Perbedaan antara nasib dan kehendak bebas

Perbedaan antara nasib dan kehendak bebas

Nasib vs Kehendak Bebas

Selama berabad -abad, orang selalu berdebat tentang nasib vs. kehendak bebas dan untuk waktu yang lama, kami selalu memiliki resolusi. Kami hanya tidak pernah memikirkannya lebih dalam atau kami hanya mengabaikan gagasan itu karena perpaduan kesadaran psikologis yang hilang yang telah dicapai dalam 50 tahun terakhir penelitian dalam sosiologi dan psikologi. Sangat menarik untuk dicatat bahwa sebagian besar pikiran terkenal dalam sains dan psikologi telah berpartisipasi dalam diskusi. Namun demikian, pertanyaannya tetap '“Apakah benar -benar nasib yang mengendalikan jalannya manusia atau apakah itu kehendak bebasnya?

Debat semacam itu mirip dengan dua sistem kepercayaan yang diketahui dalam fisika. Seseorang menegaskan bahwa perilaku atom sepenuhnya diatur oleh hukum fisik, dan yang lain menyatakan bahwa manusia memiliki kehendak bebas. Yang pertama menyiratkan bahwa apa pun yang dilakukan atom, itu hanya harus dilakukan. Tetapi bagaimana jika seorang pria memilih untuk menggerakkan lengannya, apakah ini berarti bahwa atom memiliki kehendak bebas? Plato punya jawaban untuk argumen ini.
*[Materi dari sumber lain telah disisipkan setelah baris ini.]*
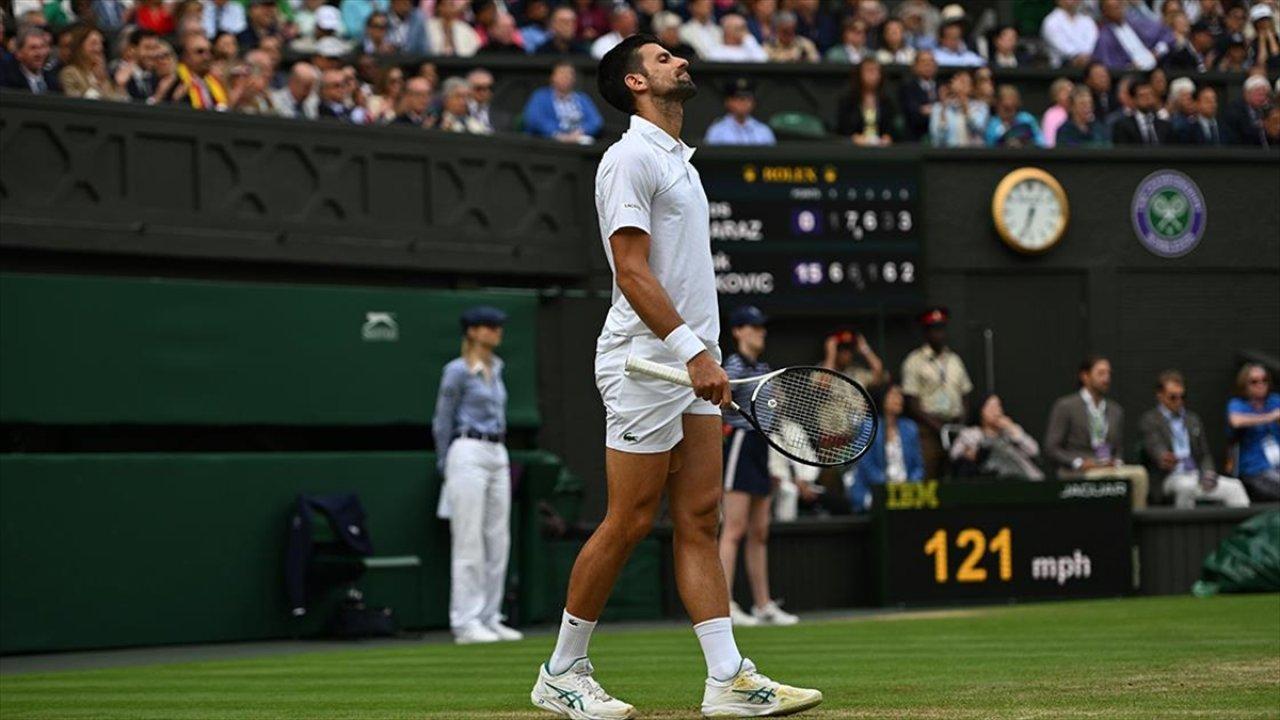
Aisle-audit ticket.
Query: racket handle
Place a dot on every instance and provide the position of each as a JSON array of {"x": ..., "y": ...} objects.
[{"x": 658, "y": 370}]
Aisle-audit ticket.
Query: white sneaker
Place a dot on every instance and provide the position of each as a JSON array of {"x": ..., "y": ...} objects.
[
  {"x": 474, "y": 633},
  {"x": 740, "y": 618},
  {"x": 503, "y": 632},
  {"x": 773, "y": 615},
  {"x": 575, "y": 693},
  {"x": 752, "y": 695}
]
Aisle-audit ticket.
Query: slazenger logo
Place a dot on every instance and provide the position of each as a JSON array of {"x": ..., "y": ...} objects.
[{"x": 379, "y": 327}]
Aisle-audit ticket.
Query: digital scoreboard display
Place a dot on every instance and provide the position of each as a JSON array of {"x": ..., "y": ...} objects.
[
  {"x": 970, "y": 541},
  {"x": 840, "y": 235}
]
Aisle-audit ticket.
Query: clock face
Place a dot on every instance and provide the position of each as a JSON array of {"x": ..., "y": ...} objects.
[{"x": 1033, "y": 215}]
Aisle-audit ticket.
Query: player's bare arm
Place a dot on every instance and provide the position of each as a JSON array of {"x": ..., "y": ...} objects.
[{"x": 652, "y": 302}]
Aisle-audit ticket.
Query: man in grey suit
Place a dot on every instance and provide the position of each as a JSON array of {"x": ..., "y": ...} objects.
[
  {"x": 1086, "y": 433},
  {"x": 1173, "y": 441}
]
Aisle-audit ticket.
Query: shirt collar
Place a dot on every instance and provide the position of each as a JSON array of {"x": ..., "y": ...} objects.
[{"x": 659, "y": 137}]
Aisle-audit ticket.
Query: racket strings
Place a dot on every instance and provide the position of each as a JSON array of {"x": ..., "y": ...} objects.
[{"x": 816, "y": 415}]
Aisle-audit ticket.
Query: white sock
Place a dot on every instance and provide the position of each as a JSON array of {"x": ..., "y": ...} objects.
[
  {"x": 571, "y": 643},
  {"x": 717, "y": 639}
]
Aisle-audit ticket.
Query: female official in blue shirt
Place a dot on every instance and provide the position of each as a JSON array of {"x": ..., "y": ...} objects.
[{"x": 470, "y": 427}]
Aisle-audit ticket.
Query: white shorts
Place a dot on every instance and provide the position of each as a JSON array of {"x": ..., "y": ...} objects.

Dalam teorinya tentang bentuk -bentuknya, ia menjelaskan bahwa 'dengan menjadi satu dengan bintang -bintang, ia menjadi satu dengan nasibnya.'Ini berarti bahwa sementara seseorang bergerak dan dia memilih untuk menggerakkan atom di lengannya. Jelas, individu pameran kehendak bebas.

Gagasan tentang momentum sebagai konstituen yang berguna dari probabilitas dalam prediksi telah menjadikannya bagian penting dari konstruk yang disebut nasib. Bukti penting dari konstruk tersebut adalah momentum jiwa yang diterapkan dalam konsep keutamaan, teori psikologis tentang perkembangan bayi. Dengan demikian, para psikolog menyimpulkan bahwa jalan anak -anak dibentuk oleh pengalaman mereka dan pengalaman ini memainkan peran penting dalam perkembangan mereka.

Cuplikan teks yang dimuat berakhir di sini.